Outrageous Seeds

The insides of a seed carry the huge variety of genes necessary to make an oak tree or a prickly pear — or a marigold or lettuce. Here are some more extremes that seeds can go to.

  • Giant Seed

    The coconut is a pretty big seed. If you live where the temperature is usually 80 degrees or warmer and doesn't fall below 70 (USDA Zone 10 or south), you can plant a ripe coconut and grow a palm tree.

  • The Biggest Seed

    The biggest seed in the world is the coco-de-mer palm tree, or double coconut. The huge seed can measure up to 3 feet around.

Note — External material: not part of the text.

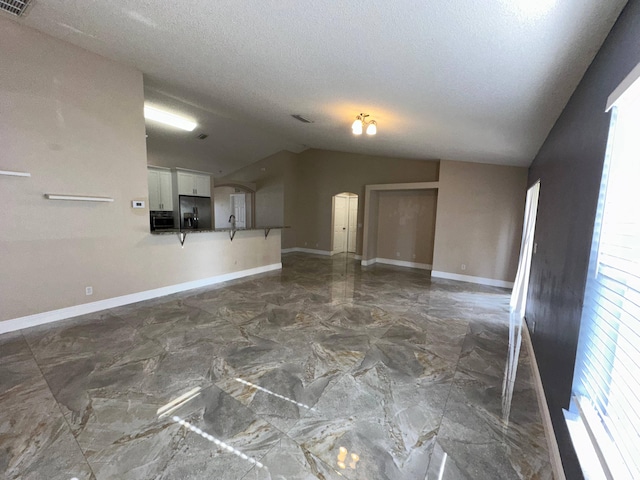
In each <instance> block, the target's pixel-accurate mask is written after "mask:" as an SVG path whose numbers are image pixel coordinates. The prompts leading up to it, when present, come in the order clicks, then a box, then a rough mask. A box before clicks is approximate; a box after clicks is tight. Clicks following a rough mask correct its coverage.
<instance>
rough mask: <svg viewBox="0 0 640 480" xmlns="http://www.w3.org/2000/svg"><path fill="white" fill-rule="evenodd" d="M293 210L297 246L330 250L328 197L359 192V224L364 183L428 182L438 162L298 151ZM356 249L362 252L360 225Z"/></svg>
mask: <svg viewBox="0 0 640 480" xmlns="http://www.w3.org/2000/svg"><path fill="white" fill-rule="evenodd" d="M297 168H298V170H297V178H298V184H297V189H298V190H297V192H298V193H297V196H296V197H295V200H294V201H293V204H294V208H295V209H296V211H295V227H296V235H297V238H296V241H297V245H296V246H298V247H302V248H313V249H319V250H326V251H330V250H331V233H332V232H331V214H332V204H331V198H332V197H333V196H334V195H336V194H338V193H342V192H351V193H355V194H357V195H358V198H359V200H360V201H359V202H358V225H359V226H361V225H362V224H363V221H364V201H362V200H363V199H364V187H365V185H369V184H379V183H406V182H420V181H422V182H429V181H436V180H437V179H438V162H437V161H425V160H407V159H401V158H388V157H376V156H371V155H358V154H354V153H344V152H332V151H328V150H307V151H305V152H302V153H301V154H299V155H298V161H297ZM356 252H357V253H358V254H360V253H362V228H358V240H357V247H356Z"/></svg>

  • Lots and Lots of Seeds

    Speaking of coconuts, plants that produce huge seeds don't make very many of them because it takes a lot of work and resources to make each one. But plants that make tiny seeds can sometimes make a lot of them — like this common weed. One knapweed plant can produce more than 1,000 seeds.

  • The Smallest Seed

    You can't see some seeds without the help of a powerful microscope: The seeds of these orchids are tinier than a single grain of pollen or a speck of dust.

  • Identical Twins

    Like peas in a pod, the seeds of a plant usually look the same, but ...

  • Multicolor Seeds

    Indian corn seeds, or kernels, usually come in many colors, all on the same cob. Like siblings in the same family, they display genetic variations.

  • Long Time to Sprouting Time

    When you plant a bean or a zinnia seed, you can expect to see a little seedling appear in about five or six days. But some plants take a long time to sprout — like holly berries, which contain seeds that need at least a year before they even think of germinating.